According to Swingle, this species grows wild in Hongkong and in the Chekiang and Kwangtung provinces of China.
The Hong Kong kumquat is apparently of ancient origin, for it is rather widely distributed in the wild and is undoubtedly the chin chu (golden bean) or shan chin kan (mountain golden mandarin) described by Han Yen-chih in 1178 A.D. and referred to by an earlier writer whom he quotes.
In modern times, however, the name golden bean kumquat has been restricted to a cultivated diploid form, the chin tou of China or Kinzu kinkan of Japan, which Swingle considers to have originated from the wild species.
-Tree features: Plant is very compact-spherical in shape, and sometimes a little bit thorny too.
-Leaves: Leaves are small in size, long in shape and extremely dark-green in colour.
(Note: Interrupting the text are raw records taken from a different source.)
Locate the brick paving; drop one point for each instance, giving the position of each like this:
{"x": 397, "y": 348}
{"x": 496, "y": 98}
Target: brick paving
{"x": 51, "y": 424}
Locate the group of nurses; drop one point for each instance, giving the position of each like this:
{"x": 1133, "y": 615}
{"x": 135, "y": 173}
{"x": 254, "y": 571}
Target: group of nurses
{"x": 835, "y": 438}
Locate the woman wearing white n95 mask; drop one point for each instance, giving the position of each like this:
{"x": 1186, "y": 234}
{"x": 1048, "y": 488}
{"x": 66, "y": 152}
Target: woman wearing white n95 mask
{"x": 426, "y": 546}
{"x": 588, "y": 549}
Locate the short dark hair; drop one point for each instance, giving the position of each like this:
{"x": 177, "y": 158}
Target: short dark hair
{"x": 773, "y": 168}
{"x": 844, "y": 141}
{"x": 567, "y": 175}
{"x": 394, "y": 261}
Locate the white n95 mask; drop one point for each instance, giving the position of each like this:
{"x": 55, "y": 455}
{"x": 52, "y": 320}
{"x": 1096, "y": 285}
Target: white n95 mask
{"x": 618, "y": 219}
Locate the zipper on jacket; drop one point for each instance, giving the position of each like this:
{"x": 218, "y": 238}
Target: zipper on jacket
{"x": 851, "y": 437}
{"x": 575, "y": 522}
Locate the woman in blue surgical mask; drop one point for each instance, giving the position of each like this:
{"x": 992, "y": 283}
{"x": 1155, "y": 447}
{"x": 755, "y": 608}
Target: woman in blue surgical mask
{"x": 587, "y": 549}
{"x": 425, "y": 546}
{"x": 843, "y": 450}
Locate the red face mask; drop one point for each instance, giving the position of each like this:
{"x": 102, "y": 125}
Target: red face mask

-Shape: Fruit is the smallest kumquat of our collection. It’s round in shape, small like a blueberry in size.
-Flavour: Fruit seems to be kinda acid-bitter. However skin is aromatic.
-Colour: Orange to deep orange outside, light orange inside.
SEASON OF RIPENESS
Season of ripeness: Hong Kong Wild Kumquat seems to be a 4 season variety, with more than one fruiting per year.
It usually starts to bloom during Spring time, however flowers can be discovered during Summer and Autumn also.
HOW TO USE IT
-In the Kitchen: We’ve never tried it in the kitchen, but we think it’s possible to use it to aromatize recipes.
-Ornamental: It’s one of the most important ornamental kumquats, for its colour, its fruiting and its cold tollerance.
According to our tests, in the Greenhouse, or in a covered area, it can resist to a temperature of -10°C.
This variety needs to be maintained like a normal Lemon.